Opinión | TRIBUNA ABIERTA
Un abalorio más
Hoy se me ha colgado un abalorio más, y ya van cuarenta y ocho. Últimamente, cada vez que un abalorio se me cuelga encima, otros atributos corporales se me van descolgando. Mi figura, el pelo, mis párpados, las tetas, todo cae por mucho que me empeñe en mantenerlo arriba. Normalmente, cumplir años nos pone frente al espejo para recordarnos que estamos. Este último, además, me ha pillado en plena metamorfosis. Estoy mutando de cisne blanco a reina destronada. De cisne a reina, sin apellidos. Me encuentro ahora mismo en una etapa de mi vida donde mi estrógeno y mi progesterona están librando una batalla campal, de cuento épico. A ver lo que dura la partida.

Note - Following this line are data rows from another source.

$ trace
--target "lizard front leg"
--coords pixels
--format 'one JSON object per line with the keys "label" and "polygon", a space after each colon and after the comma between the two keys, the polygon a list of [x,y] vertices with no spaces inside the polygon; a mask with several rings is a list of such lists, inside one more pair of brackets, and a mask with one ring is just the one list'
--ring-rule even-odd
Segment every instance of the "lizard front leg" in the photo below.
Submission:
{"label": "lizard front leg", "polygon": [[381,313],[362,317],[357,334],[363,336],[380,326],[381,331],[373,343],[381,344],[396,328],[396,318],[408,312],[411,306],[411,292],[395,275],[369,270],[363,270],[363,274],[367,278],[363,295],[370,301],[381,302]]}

Vivo en un caos donde la presbicia, la fatiga o los suaves pero permanentes dolores articulares se hacen notar con estricta disciplina. Lagunas mentales y cambios de humor recurrentes se mueven por mi tablero de ajedrez, mientras el insomnio suele hacer cada noche un movimiento ganador más, alentado por frustraciones, decepciones, idas y venidas de la libido riendo a carcajadas, dudas existenciales, alfil negro peleando con alfil blanco por teñir el pelo de su mismo color a la reina contraria, silencio, ansiedad, preocupaciones, miedo a lo imprevisto, inquietud ante lo desconocido, dolor, y nuevas carcajadas por cualquier cosa cuando quizá a nadie le haga ni puta gracia. Lo indeleble de una fecha de caducidad que en estas noches se acentúa un poco más. Una tormenta desordenada donde lo único que se mantiene intacto y permanente es la sensación de que alguien dejó la calefacción puesta al máximo y para siempre, y tiró el interruptor al fondo de mi mar interno. ¡Y cuán insegura protagonista de un relato épico en mitad de la batalla! ¿cómo hacer para quitarse todo este peso de los hombros? Me lo he preguntado muchas veces, y, sorprendentemente, la solución no está siendo untarme esa maravillosa crema liftactiv-supreme-anti-arrugas-esencial-de-avène-colágeno-hidrolizado-molecular-con-centella-asiática-y-aloe-vera que me compré hace tiempo. No.
Dicen las veteranas de esta etapa clásica que, una vez se consigue salir de este laberinto, se camina cada día con cierta perspectiva sobre las cosas que ocurren a tu alrededor, y que es francamente reconfortante. También cuentan que cuando tomas conciencia de que la atracción no es ni directa ni inversamente proporcional a la edad, comienzas a huir de la validación externa. Y que eso es purificador. Que es la suerte de esta edad la que te hace ver monstruos donde realmente los hay, y se es capaz de huir de ellos, sin remordimientos. Que después de este reseteo corporal y espiritual, todo lo catastrófico de la menopausia pasa a ser catártico. Que nos encontraremos con nuestras mejores versiones, o al menos las más sinceras, sencillas y volátiles, tanto, como complejas e intensas fuimos. Y frescas, por deslenguadas quiero decir, como uno de mis queridos grupos de Whatsapp.
Quizá ya solo sea cuestión de tiempo. O quizá ya estoy en ello. Tengo un pie aquí y otro allá. Porque ya vacío el doble de rápido mi cubo de las frustraciones, aunque al día siguiente dude en pintarme o no las canas de nuevo. Cuestión de tiempo.
Y es que visualizar ese espacio de vivir sin vergüenza, llorona, risueña, furiosa, derrengada, ausente, llegar a hacer de esas nieblas mentales, de ese párpado amilanado, de esas tetas flojas y abatidas, o de esos pelos que caen en la ducha, obras de arte, como hizo con los suyos hace tiempo la escritora cordobesa Rosario Villajos, parece un horizonte liberador.
Pero hasta que llegue a ese punto sin retorno que, como escribió Kafka, justo es el punto que hay que alcanzar, lo más sensato y terapéutico ahora mismo será que yo deje de escribir y tu dejes de leer, y compartir en tiempo real toda esta mudada de piel con una amiga, por ejemplo, con una que me dijo hace unos días que lo urgente no era vernos para que le devolviera unos libros, lo urgente era vernos para tomarnos un par de cervezas.
He comenzado a escribir este texto sin ninguna expectativa, y lo estoy acabando sin ninguna pretensión. Es marzo, un mes que transforma, ha llegado la ansiada primavera, con toda la buena vibra que me genera, y me ha picado una abeja en la mano, demostrándome mientras observo cómo cae moribunda al suelo, que todos, y todo, es efímero, hasta esta mierda de transición menopáusica. Y eso me calma.